Karen O
Crush Songs
9 September 2014
Cult
1.5 stars out of 5
Yeah Yeah Yeahs singer Karen O has released her first solo
LP, Crush Songs, featuring fifteen
lo-fi recordings that zip by in twenty-five minutes. For the most part the
album sounds like it was recorded on an old analogue cassette recorder, the
kind where you have to press down the “play” and “record” buttons
simultaneously in order to record into the built-in condenser microphone. The
arrangements consist primarily of O’s vocals and former YYYs touring musician
Imaad Wasif’s acoustic guitar, with occasional smatterings of primitive drum
machine and backing vocal overdubs.
The songs, though? Brief, sparse, haunted, and very
unfinished. One gets the feeling that Crush
Songs represents O’s home demos (allegedly these were written and recorded in
2006 and 2007) of songs she had written for YYYs that never got used, or
perhaps for a full-fledged solo album that never materialized. Unlike Nebraska ,
O never went into the studio to record proper versions of these songs,
ultimately deciding to discard the more polished versions in favour of the
demos. These seem to be literally just things she had sitting around, and when
Julian Casablancas came around asking for something to release on his new
label, rather than devote time to making a decent effort, she just gave him
these. There’s no excuse for this. O has money, prestige, famous friends, and an
Oscar nomination.
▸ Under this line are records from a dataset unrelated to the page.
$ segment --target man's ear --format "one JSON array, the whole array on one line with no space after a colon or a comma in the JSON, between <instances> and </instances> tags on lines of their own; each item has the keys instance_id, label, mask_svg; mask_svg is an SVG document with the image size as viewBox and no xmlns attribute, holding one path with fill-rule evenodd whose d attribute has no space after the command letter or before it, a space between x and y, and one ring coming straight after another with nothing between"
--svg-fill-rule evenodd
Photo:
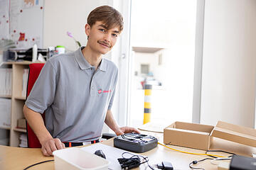
<instances>
[{"instance_id":1,"label":"man's ear","mask_svg":"<svg viewBox=\"0 0 256 170\"><path fill-rule=\"evenodd\" d=\"M85 24L85 33L87 36L90 35L90 26L89 24Z\"/></svg>"}]
</instances>

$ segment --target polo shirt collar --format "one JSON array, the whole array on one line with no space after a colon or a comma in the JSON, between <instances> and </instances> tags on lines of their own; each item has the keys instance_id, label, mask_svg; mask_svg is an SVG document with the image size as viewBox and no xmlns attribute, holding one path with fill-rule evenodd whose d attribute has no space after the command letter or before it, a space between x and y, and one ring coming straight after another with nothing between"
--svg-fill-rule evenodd
<instances>
[{"instance_id":1,"label":"polo shirt collar","mask_svg":"<svg viewBox=\"0 0 256 170\"><path fill-rule=\"evenodd\" d=\"M75 61L77 62L78 64L79 65L79 67L81 69L87 69L93 67L93 66L90 64L89 62L85 60L85 57L82 53L82 50L84 47L81 47L75 52ZM98 69L102 71L107 70L107 62L105 61L105 59L104 59L103 57L102 59L102 61L100 62Z\"/></svg>"}]
</instances>

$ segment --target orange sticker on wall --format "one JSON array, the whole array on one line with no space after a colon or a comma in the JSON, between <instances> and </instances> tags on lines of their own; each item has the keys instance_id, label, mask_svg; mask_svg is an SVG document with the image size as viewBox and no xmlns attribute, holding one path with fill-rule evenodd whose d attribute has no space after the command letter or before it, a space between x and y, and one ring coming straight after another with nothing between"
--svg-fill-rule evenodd
<instances>
[{"instance_id":1,"label":"orange sticker on wall","mask_svg":"<svg viewBox=\"0 0 256 170\"><path fill-rule=\"evenodd\" d=\"M18 41L23 41L25 40L25 33L20 33L20 38L18 38Z\"/></svg>"}]
</instances>

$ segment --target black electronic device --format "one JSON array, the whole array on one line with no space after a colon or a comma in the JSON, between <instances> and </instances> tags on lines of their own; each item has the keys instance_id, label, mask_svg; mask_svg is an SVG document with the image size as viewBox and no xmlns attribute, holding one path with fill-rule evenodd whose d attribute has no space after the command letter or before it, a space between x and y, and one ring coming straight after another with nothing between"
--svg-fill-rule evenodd
<instances>
[{"instance_id":1,"label":"black electronic device","mask_svg":"<svg viewBox=\"0 0 256 170\"><path fill-rule=\"evenodd\" d=\"M157 146L157 139L153 136L139 134L126 133L114 138L114 147L122 149L143 153Z\"/></svg>"},{"instance_id":2,"label":"black electronic device","mask_svg":"<svg viewBox=\"0 0 256 170\"><path fill-rule=\"evenodd\" d=\"M97 150L97 151L95 151L95 154L96 154L97 156L99 156L99 157L100 157L102 158L106 159L106 156L103 153L102 150Z\"/></svg>"},{"instance_id":3,"label":"black electronic device","mask_svg":"<svg viewBox=\"0 0 256 170\"><path fill-rule=\"evenodd\" d=\"M255 170L256 169L256 159L240 155L232 157L230 170Z\"/></svg>"}]
</instances>

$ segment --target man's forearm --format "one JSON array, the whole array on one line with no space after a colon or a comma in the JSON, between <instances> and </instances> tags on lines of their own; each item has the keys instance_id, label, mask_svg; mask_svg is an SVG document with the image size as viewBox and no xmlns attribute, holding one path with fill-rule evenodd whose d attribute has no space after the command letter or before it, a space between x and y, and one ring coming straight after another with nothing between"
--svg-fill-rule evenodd
<instances>
[{"instance_id":1,"label":"man's forearm","mask_svg":"<svg viewBox=\"0 0 256 170\"><path fill-rule=\"evenodd\" d=\"M30 127L33 130L41 144L45 140L53 138L44 125L41 113L32 110L26 105L23 107L23 113Z\"/></svg>"},{"instance_id":2,"label":"man's forearm","mask_svg":"<svg viewBox=\"0 0 256 170\"><path fill-rule=\"evenodd\" d=\"M117 125L117 122L114 120L113 115L111 110L107 111L106 118L105 123L108 127L110 128L115 133L119 130L119 126Z\"/></svg>"}]
</instances>

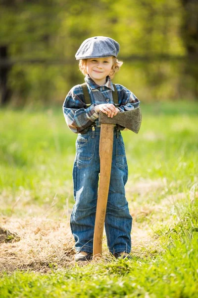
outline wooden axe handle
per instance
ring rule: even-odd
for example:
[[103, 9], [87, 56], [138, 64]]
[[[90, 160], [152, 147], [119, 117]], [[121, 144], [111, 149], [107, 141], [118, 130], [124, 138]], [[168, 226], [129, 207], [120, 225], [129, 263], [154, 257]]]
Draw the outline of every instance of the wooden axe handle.
[[103, 230], [111, 170], [113, 124], [101, 124], [99, 152], [100, 169], [94, 235], [93, 256], [102, 255]]

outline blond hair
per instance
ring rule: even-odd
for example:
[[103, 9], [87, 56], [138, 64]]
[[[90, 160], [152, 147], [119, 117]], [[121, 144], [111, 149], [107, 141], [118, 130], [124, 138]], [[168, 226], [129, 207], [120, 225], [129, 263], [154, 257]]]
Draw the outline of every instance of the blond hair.
[[[79, 70], [84, 75], [88, 74], [87, 72], [87, 59], [80, 59], [79, 60]], [[111, 78], [113, 78], [115, 73], [117, 73], [123, 64], [122, 61], [120, 61], [116, 57], [113, 57], [113, 65], [109, 74]]]

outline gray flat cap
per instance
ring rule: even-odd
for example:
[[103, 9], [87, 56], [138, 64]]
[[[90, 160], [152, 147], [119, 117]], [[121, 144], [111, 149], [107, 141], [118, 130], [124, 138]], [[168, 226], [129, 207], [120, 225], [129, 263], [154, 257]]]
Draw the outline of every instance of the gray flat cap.
[[105, 36], [95, 36], [86, 39], [75, 57], [77, 60], [111, 56], [116, 57], [119, 49], [119, 43], [114, 39]]

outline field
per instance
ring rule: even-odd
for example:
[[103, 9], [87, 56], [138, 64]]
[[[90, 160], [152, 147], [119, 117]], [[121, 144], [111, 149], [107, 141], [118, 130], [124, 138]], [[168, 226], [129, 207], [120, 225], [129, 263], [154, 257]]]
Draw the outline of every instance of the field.
[[198, 105], [142, 104], [123, 132], [132, 260], [75, 264], [76, 135], [61, 108], [0, 110], [0, 297], [197, 298]]

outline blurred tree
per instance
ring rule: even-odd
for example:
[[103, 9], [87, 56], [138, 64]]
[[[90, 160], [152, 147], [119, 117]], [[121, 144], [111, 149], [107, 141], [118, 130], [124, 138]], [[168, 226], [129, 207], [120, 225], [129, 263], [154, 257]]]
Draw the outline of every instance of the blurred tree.
[[183, 66], [180, 87], [187, 77], [188, 84], [198, 98], [198, 2], [181, 0], [183, 7], [181, 34], [188, 60]]
[[[0, 46], [6, 47], [12, 66], [7, 88], [17, 103], [62, 102], [69, 89], [84, 80], [74, 57], [81, 43], [106, 35], [120, 43], [119, 57], [126, 62], [117, 82], [143, 100], [193, 97], [189, 84], [183, 84], [181, 92], [179, 83], [189, 76], [188, 70], [181, 78], [185, 62], [180, 62], [190, 46], [186, 2], [0, 0]], [[195, 36], [191, 39], [190, 47], [197, 47]], [[191, 86], [195, 77], [189, 79]]]

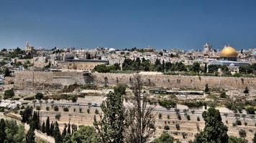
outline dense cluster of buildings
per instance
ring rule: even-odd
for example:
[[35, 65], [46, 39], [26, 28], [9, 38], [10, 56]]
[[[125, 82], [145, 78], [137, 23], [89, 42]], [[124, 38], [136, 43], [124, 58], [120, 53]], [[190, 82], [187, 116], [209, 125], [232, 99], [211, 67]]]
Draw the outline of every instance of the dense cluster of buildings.
[[[12, 52], [9, 50], [5, 52]], [[221, 51], [214, 49], [211, 44], [204, 45], [204, 50], [183, 51], [178, 49], [155, 50], [152, 48], [133, 48], [132, 49], [114, 49], [113, 48], [96, 48], [93, 49], [76, 49], [75, 48], [58, 49], [51, 50], [35, 49], [28, 42], [26, 43], [26, 54], [32, 54], [31, 59], [12, 59], [12, 63], [22, 64], [29, 63], [33, 68], [50, 68], [52, 70], [90, 71], [99, 64], [122, 66], [125, 59], [134, 60], [137, 58], [148, 59], [155, 63], [157, 59], [165, 62], [182, 61], [186, 65], [198, 62], [201, 65], [227, 65], [238, 67], [256, 63], [256, 50], [241, 50], [237, 51], [231, 46], [225, 46]], [[12, 66], [11, 64], [9, 64]], [[234, 68], [236, 69], [236, 68]], [[24, 68], [19, 68], [24, 70]]]

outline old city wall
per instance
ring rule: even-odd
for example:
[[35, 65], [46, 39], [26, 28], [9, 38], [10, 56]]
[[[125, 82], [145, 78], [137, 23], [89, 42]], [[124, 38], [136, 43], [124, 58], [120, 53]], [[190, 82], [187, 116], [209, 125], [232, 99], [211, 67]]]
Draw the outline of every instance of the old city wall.
[[69, 85], [85, 84], [83, 73], [51, 72], [16, 72], [13, 79], [14, 85], [27, 89], [35, 86]]
[[[114, 85], [129, 84], [133, 74], [93, 73], [92, 76], [96, 84]], [[209, 87], [221, 89], [256, 87], [256, 78], [178, 75], [142, 75], [141, 77], [145, 85], [154, 87], [204, 89], [206, 84]]]
[[[14, 84], [25, 89], [32, 84], [69, 85], [74, 83], [84, 84], [86, 76], [81, 72], [17, 72], [14, 78]], [[92, 73], [95, 84], [99, 85], [129, 85], [132, 74]], [[256, 87], [256, 78], [221, 77], [178, 75], [142, 75], [144, 85], [152, 87], [204, 89], [206, 84], [209, 87], [221, 89], [249, 89]]]

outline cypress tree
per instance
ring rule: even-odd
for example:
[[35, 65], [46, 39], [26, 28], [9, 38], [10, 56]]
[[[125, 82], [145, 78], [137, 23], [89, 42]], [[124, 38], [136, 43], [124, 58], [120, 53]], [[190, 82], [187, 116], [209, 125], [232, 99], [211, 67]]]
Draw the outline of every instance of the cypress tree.
[[35, 129], [32, 127], [26, 135], [26, 143], [35, 143]]
[[42, 122], [41, 131], [42, 131], [42, 132], [45, 133], [45, 122]]
[[52, 122], [50, 127], [50, 135], [53, 137], [54, 123]]
[[46, 119], [46, 124], [45, 124], [45, 132], [46, 134], [49, 136], [50, 134], [50, 119], [49, 117], [47, 117], [47, 119]]
[[35, 143], [35, 122], [32, 121], [29, 124], [30, 128], [26, 135], [26, 143]]
[[67, 125], [65, 124], [65, 127], [64, 127], [64, 129], [61, 134], [61, 137], [63, 138], [63, 140], [64, 139], [65, 135], [67, 134]]
[[61, 141], [62, 141], [61, 135], [60, 135], [59, 125], [58, 125], [57, 121], [54, 124], [53, 137], [55, 139], [56, 143], [61, 143]]
[[68, 122], [68, 134], [70, 134], [71, 132], [70, 132], [70, 122]]
[[4, 119], [1, 119], [0, 121], [0, 142], [4, 142], [6, 138], [6, 134], [5, 133], [5, 121]]
[[94, 116], [93, 125], [98, 130], [101, 142], [123, 142], [124, 130], [124, 97], [117, 87], [114, 93], [107, 94], [106, 99], [101, 104], [101, 108], [104, 114], [97, 121]]
[[203, 112], [205, 127], [203, 131], [195, 136], [193, 143], [227, 143], [227, 127], [221, 120], [219, 111], [210, 107], [207, 112]]

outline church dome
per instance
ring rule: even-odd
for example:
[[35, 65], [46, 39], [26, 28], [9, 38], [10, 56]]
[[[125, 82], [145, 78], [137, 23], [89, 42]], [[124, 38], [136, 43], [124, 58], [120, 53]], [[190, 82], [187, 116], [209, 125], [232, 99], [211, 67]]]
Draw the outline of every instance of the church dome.
[[221, 50], [221, 57], [237, 57], [237, 50], [230, 46], [225, 46]]

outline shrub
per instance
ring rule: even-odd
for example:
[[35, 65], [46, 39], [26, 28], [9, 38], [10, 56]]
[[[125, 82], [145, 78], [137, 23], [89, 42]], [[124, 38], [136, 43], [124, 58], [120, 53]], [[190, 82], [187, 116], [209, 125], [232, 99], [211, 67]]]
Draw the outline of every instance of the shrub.
[[176, 112], [176, 114], [178, 114], [180, 112], [180, 109], [177, 108], [175, 108], [174, 111]]
[[248, 124], [248, 123], [244, 122], [244, 126], [247, 126], [247, 124]]
[[176, 106], [176, 103], [170, 100], [160, 100], [158, 101], [158, 104], [160, 106], [165, 108], [173, 108]]
[[182, 134], [182, 137], [183, 137], [183, 139], [186, 139], [187, 137], [187, 135], [188, 135], [187, 133], [186, 133], [186, 132], [182, 132], [181, 134]]
[[69, 99], [72, 100], [72, 102], [76, 102], [78, 100], [78, 96], [76, 96], [76, 95], [70, 95], [69, 97]]
[[37, 94], [35, 95], [35, 98], [39, 100], [42, 99], [44, 95], [41, 92], [38, 92], [37, 93]]
[[69, 109], [68, 109], [68, 108], [67, 107], [65, 107], [63, 108], [63, 111], [64, 111], [64, 112], [68, 112]]
[[167, 119], [170, 119], [170, 114], [168, 114], [168, 115], [167, 115]]
[[58, 111], [59, 111], [59, 107], [58, 107], [58, 106], [54, 106], [54, 111], [55, 111], [55, 112], [58, 112]]
[[188, 109], [183, 109], [183, 112], [184, 112], [184, 113], [186, 113], [187, 112], [188, 112]]
[[246, 112], [249, 114], [255, 114], [255, 109], [252, 107], [247, 107]]
[[239, 134], [240, 137], [246, 137], [246, 132], [245, 132], [245, 130], [240, 129], [239, 131]]
[[201, 101], [185, 102], [185, 105], [188, 106], [190, 108], [199, 108], [205, 104], [206, 104], [202, 102]]
[[195, 110], [192, 110], [191, 113], [192, 113], [192, 114], [193, 114], [195, 113]]
[[95, 114], [99, 114], [99, 110], [97, 109], [95, 109]]
[[36, 109], [37, 110], [40, 110], [40, 109], [41, 109], [41, 107], [39, 107], [39, 106], [37, 106], [37, 107], [35, 107], [35, 109]]
[[187, 117], [187, 119], [188, 119], [188, 120], [191, 120], [191, 117], [189, 116], [189, 114], [188, 114], [188, 115], [186, 116], [186, 117]]
[[55, 119], [58, 119], [58, 120], [60, 120], [60, 117], [61, 117], [61, 115], [60, 115], [60, 114], [57, 114], [55, 115]]
[[237, 126], [241, 126], [241, 125], [242, 125], [241, 121], [237, 119], [237, 120], [236, 121], [236, 124], [237, 124]]
[[181, 120], [181, 116], [180, 114], [177, 114], [178, 119]]
[[198, 132], [200, 131], [200, 127], [199, 127], [198, 124], [196, 124], [196, 129], [197, 129]]
[[164, 127], [163, 127], [164, 129], [165, 130], [169, 130], [170, 129], [170, 127], [168, 125], [165, 125]]
[[228, 114], [227, 113], [224, 113], [223, 114], [226, 117], [227, 117]]
[[4, 94], [4, 99], [7, 99], [9, 98], [12, 98], [14, 97], [14, 91], [13, 89], [6, 90]]
[[226, 94], [226, 92], [223, 92], [221, 93], [221, 95], [220, 95], [220, 97], [221, 98], [227, 98], [227, 94]]
[[159, 113], [159, 114], [158, 114], [158, 118], [159, 118], [159, 119], [162, 119], [162, 114], [161, 114], [161, 113]]
[[175, 124], [175, 127], [176, 127], [177, 130], [180, 130], [180, 124]]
She could easily get studio time and talented people to help
her if she wanted to.
There are tracks here (“Rapt,” “NYC Baby”) that would be very
solid if the artist took the time to take them seriously. I, myself, have
hundreds of things like these sitting around, sketches of songs made quickly
with acoustic guitar and voice performed (if I may use the term loosely) into a
single shitty microphone, but I have the good sense to realize that I would be
wasting everyone’s time and money (including my own) by throwing fifteen of
them together on an LP and inflicting them upon the public. No, O’s tunes are
not cool, vital, or legit because they are lo-fi. No, they are not an important
insight into the artist’s creative process. Crush
Songs is the musical equivalent of a poet throwing a bunch of unedited,
uninteresting crap into the photocopier and folding and stapling it into a
poorly made chapbook, expecting that the world will forgive the content,
effort, and finished product and proclaim her to be a genius anyway.